About 100 activists from countries including India, China, Nepal, the United States, Nigeria, South Africa, Zimbabwe and Peru are attending the March 6-10, 2019 congress in Kathmandu. The event is “in response to the manifold challenges facing rivers and freshwater resources,” according to a statement by International Waters, which is organising the event.

The organisers cite instances of how women activists succeeded as river advocates in various parts of the world:

  • Keeping China’s last free-flowing river free of dams
  • Minimising pollution in rivers of Vietnam by investing in cleaner energy technology
  • Blocking the world’s largest hydroelectric power project in the Democratic Republic of Congo
  • “Not only are women taking leadership the world over in guaranteeing water resources for generations to come, they are bringing into focus that gender equity and resource conservation are two sides of the same coin,” said Kate Horner, executive director of International Rivers.

In Kathmandu, the activists will work on challenging the gender-inequity underlying varied threats to rivers the world over, according to the organisers. The congress will also be a platform to support and inspire each other’s campaigns.

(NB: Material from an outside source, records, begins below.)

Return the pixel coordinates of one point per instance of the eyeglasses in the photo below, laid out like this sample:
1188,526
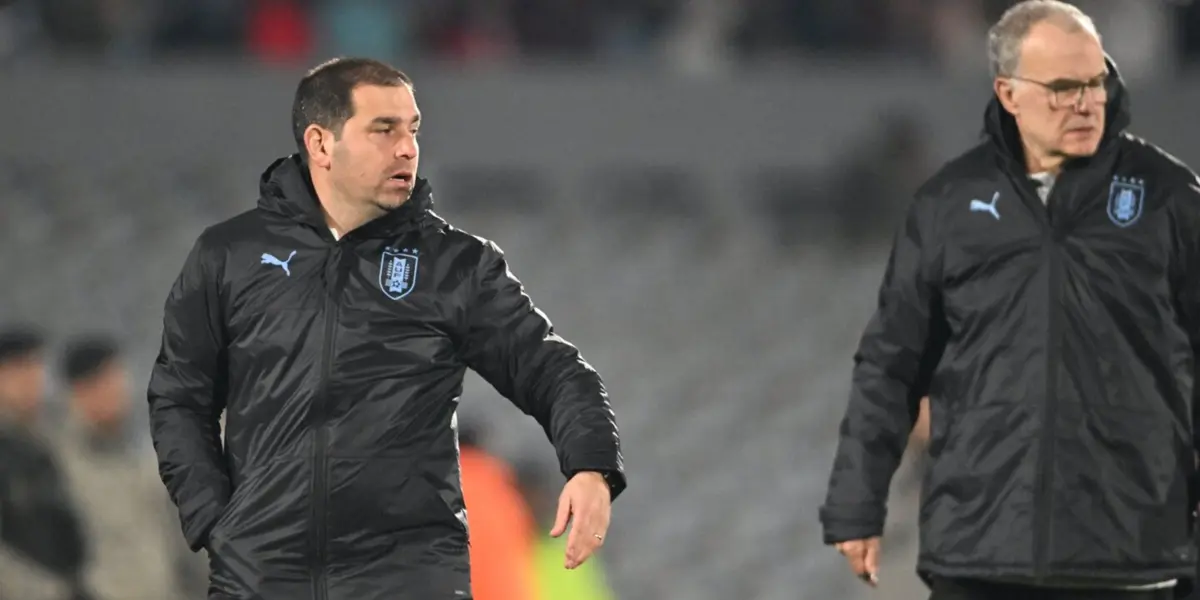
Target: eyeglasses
1069,93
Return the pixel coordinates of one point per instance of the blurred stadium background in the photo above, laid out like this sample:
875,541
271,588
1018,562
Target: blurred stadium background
699,192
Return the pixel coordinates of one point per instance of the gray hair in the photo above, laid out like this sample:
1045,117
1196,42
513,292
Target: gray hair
1005,39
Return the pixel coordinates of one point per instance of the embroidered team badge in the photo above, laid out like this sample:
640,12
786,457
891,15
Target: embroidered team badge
1126,199
397,273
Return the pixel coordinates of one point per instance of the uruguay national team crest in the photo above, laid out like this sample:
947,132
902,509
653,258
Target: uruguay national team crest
397,273
1126,199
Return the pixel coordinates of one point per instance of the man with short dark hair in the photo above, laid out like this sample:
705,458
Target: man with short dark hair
136,550
333,327
42,546
1044,293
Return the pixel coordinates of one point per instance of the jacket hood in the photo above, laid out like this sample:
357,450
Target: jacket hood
286,189
1000,126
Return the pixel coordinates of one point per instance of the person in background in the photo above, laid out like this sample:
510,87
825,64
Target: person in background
137,550
552,582
41,541
502,526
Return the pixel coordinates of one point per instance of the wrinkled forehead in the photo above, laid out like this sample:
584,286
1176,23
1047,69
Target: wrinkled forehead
395,102
1053,53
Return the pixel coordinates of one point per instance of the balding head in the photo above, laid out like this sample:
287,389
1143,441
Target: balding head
1007,36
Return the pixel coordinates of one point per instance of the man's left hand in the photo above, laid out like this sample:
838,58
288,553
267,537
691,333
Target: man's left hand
587,503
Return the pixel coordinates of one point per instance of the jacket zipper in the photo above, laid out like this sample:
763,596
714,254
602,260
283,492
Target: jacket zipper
1043,498
321,442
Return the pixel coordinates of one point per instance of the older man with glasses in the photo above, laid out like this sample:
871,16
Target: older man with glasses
1044,293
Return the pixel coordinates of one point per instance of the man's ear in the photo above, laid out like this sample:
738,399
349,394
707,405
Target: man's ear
319,143
1007,95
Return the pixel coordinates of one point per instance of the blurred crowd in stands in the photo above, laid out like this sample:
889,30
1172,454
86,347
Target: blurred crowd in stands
1151,36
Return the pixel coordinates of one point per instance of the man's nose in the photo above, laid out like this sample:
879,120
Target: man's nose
407,148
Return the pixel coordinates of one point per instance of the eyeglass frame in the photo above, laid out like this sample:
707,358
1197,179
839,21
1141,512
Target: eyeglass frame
1098,83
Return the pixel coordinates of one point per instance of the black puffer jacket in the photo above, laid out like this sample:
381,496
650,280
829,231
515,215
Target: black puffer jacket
339,366
1057,343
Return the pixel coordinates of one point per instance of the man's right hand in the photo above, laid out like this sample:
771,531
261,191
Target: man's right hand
863,557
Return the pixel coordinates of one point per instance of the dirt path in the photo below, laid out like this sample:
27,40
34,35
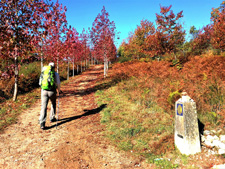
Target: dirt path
76,141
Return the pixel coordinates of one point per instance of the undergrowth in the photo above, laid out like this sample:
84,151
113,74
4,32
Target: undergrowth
139,117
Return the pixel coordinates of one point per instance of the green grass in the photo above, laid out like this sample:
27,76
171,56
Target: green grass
134,123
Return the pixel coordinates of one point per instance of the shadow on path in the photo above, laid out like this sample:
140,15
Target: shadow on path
87,113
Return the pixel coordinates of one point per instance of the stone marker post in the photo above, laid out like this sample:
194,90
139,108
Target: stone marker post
186,136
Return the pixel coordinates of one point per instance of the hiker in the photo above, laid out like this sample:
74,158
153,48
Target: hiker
49,82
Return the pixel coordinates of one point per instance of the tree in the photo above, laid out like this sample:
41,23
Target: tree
194,32
19,22
170,33
102,36
218,33
202,40
56,25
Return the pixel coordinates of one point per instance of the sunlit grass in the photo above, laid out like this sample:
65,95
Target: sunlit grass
134,123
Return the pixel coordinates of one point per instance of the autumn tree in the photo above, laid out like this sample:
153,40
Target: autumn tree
19,21
169,33
84,40
56,24
202,40
102,35
218,33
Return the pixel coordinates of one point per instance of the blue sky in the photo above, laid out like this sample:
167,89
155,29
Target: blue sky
127,14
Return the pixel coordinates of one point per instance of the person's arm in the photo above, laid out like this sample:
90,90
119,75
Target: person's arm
58,82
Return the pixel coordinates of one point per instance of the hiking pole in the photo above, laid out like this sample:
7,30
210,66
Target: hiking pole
57,113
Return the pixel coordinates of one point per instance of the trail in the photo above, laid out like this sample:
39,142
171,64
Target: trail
76,141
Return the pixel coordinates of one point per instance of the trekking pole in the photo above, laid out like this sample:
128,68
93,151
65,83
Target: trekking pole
57,113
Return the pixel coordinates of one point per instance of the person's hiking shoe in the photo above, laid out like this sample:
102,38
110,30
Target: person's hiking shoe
53,120
42,126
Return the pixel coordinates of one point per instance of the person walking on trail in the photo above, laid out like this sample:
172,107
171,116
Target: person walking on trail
49,82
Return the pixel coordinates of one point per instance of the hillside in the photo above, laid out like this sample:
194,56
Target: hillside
80,138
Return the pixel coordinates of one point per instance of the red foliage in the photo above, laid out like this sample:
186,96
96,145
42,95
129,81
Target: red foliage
202,78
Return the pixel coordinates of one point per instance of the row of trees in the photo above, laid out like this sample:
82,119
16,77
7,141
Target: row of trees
168,36
39,28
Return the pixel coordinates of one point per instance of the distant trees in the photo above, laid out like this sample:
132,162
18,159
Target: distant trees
102,36
39,28
150,41
167,37
19,22
218,28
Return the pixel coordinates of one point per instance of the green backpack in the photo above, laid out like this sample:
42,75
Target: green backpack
48,78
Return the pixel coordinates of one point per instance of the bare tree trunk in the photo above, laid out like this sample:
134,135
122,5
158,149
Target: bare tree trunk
57,65
68,72
73,66
16,78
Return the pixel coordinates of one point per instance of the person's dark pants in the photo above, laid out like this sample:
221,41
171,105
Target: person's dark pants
45,96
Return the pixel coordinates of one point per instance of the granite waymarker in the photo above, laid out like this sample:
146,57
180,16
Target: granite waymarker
186,137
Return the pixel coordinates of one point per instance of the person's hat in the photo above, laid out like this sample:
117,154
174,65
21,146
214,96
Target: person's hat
51,64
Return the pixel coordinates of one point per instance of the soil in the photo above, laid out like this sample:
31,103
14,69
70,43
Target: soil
77,139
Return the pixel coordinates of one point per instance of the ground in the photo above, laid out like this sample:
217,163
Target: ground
75,141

Sources of fresh water are facing challenges worldwide:

  • Most great rivers have been dammed, diverted, are over-tapped or polluted.
  • More than 80 per cent of the population of fauna living by such water-bodies have disappeared in the last four decades (WWF).
  • Freshwater species are declining double the fast as land-based and marine species.
  • Less than 10 per cent of the world’s largest river basins are protected.
  • More than 3,700 hydel projects are planned or under construction
  • Women will bear most of the brunt of such projects as they have to provide for water for domestic use. Yet they “are largely underrepresented or excluded altogether from the decision making process that determines how water is used, managed, and developed,” according to International Waters.

The congress’s goals are:

  • Be inspired by stories of struggle and success.
  • Form supportive networks and collaboration for professional development.
  • Build partnerships.
  • Hone campaign skills and strategies.
  • Dialogue across disciplines and sectors.
  • Frame the narrative and raise the profile of women water leaders.
  • Among its objectives are:

Provide a platform for celebration and recognition of women leaders.

  • Share knowledge through first-hand accounts of women-led river protection efforts.
  • Provide opportunity for initiating collaboration and joint strategies with fellow women river defenders and stewards.
  • Bridge gaps across sectors, institutions, and between sections of society through interactive workshop sessions.
  • Provide a forum and process to draw out a state of knowledge on women and rivers.
  • Produce a declaration statement to inform future action around river and freshwater governance, including the freshwater thought leaders symposium in 2019 and Rivers for Life 2020.
  • Co-create a vision for the future of women-led work that contributes to UN Sustainable Development Goals 5 and 6.